Engineering Electromagnetic Properties of Periodic Nanostructures Using Electrostatic Resonances

TL;DR

This paper demonstrates how the electromagnetic properties of periodic nanostructures can be engineered through electrostatic resonances, revealing multiple wave bands, duality relations, and sub-wavelength imaging capabilities.

Contribution

It introduces a method to engineer nanostructure electromagnetic properties using electrostatic resonances, including the discovery of multiple wave bands and sub-wavelength imaging.

Findings

Multiple wave propagation bands with wavelengths longer than the nanostructure period.

Identification of bands described by quasi-static effective dielectric permittivity.

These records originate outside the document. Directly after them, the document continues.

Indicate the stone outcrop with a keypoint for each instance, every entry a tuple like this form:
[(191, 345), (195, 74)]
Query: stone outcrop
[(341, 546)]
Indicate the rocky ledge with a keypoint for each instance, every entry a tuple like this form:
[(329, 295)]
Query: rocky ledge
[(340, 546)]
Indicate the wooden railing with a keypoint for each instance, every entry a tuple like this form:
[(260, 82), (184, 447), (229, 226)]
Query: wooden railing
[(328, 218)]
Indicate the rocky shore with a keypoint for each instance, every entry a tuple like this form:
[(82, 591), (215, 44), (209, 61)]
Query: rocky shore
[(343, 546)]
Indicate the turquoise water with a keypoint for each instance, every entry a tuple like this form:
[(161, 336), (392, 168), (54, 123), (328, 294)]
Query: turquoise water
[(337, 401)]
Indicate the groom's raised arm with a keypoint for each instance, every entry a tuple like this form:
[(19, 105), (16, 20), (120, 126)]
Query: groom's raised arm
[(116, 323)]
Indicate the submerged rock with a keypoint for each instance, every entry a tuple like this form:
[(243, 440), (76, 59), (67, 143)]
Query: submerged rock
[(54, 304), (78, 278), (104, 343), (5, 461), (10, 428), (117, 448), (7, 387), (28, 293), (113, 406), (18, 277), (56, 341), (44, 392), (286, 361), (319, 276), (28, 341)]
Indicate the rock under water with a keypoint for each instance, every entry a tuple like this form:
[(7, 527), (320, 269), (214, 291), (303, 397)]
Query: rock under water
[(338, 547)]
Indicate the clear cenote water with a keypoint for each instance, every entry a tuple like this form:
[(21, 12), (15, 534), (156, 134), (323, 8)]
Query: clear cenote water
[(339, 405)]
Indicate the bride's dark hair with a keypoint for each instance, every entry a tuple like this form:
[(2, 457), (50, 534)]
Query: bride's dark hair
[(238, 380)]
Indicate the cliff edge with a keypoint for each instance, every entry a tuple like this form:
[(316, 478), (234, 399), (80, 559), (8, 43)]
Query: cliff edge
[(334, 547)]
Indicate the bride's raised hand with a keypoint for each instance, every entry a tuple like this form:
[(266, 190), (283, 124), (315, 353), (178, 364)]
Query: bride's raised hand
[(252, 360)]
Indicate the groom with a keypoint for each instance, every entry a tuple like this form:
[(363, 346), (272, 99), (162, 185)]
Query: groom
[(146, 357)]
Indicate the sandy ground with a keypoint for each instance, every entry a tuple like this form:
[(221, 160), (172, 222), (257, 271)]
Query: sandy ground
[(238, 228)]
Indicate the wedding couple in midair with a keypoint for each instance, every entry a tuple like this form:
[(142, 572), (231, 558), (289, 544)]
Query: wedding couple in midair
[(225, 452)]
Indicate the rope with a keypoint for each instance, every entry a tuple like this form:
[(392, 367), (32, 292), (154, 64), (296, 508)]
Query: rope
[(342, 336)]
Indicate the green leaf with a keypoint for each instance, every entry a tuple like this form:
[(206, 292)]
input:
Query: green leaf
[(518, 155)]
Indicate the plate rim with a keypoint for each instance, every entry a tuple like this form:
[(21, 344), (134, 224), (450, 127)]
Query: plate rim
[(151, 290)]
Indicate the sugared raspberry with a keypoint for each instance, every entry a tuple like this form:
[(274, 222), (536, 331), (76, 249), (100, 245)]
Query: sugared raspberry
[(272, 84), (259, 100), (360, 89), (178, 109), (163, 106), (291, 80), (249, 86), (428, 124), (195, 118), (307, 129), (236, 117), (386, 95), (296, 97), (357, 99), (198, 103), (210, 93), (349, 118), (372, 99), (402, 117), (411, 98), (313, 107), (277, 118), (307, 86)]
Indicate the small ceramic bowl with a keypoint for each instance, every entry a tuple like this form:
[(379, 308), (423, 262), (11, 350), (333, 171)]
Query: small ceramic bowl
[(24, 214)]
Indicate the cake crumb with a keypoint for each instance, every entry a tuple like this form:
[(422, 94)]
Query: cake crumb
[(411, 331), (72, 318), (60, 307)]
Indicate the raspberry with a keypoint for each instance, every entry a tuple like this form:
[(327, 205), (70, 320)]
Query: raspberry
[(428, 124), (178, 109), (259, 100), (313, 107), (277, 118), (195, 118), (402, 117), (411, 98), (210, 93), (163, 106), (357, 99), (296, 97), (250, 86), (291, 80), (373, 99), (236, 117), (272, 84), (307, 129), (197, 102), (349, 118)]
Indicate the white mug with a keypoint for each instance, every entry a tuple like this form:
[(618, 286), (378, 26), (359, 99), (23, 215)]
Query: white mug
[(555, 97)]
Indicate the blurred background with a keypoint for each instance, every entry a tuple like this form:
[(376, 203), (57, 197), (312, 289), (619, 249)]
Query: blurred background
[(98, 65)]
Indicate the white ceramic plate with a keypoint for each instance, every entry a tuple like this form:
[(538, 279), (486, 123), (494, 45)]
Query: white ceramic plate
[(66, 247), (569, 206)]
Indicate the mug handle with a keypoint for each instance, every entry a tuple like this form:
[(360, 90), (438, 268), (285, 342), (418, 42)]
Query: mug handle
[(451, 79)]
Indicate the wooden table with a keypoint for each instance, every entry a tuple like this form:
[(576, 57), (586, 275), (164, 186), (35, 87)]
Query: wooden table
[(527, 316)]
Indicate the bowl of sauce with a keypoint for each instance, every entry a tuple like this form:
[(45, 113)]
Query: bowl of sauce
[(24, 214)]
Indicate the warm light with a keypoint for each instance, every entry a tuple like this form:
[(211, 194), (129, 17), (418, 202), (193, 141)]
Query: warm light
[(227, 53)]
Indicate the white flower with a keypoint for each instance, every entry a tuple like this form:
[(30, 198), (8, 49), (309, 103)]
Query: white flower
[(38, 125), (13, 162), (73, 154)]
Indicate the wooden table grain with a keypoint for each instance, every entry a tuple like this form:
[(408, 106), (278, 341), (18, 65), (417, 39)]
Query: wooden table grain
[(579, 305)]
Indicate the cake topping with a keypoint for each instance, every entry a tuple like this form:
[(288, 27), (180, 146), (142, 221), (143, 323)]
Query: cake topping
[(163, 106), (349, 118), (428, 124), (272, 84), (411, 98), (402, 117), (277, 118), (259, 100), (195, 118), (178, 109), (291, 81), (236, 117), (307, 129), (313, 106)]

Development of a negative magnetic permeability band enabling sub-wavelength imaging.

Abstract

Electromagnetic properties of periodic two-dimensional sub-wavelength structures consisting of closely-packed inclusions of materials with negative dielectric permittivity $\epsilon$ in a dielectric host with positive $\epsilon_h$ can be engineered using the concept of multiple electrostatic resonances. Fully electromagnetic solutions of Maxwell's equations reveal multiple wave propagation bands, with the wavelengths much longer than the nanostructure period. It is shown that some of these bands are described using the quasi-static theory of the effective dielectric permittivity $\epsilon_{qs}$, and are independent of the nanostructure period. Those bands exhibit multiple cutoffs and resonances which are found to be related to each other through a duality condition. An additional propagation band characterized by a negative magnetic permeability develops when a magnetic moment is induced in a given nano-particle by its neighbors. Imaging with sub-wavelength resolution in that band is demonstrated.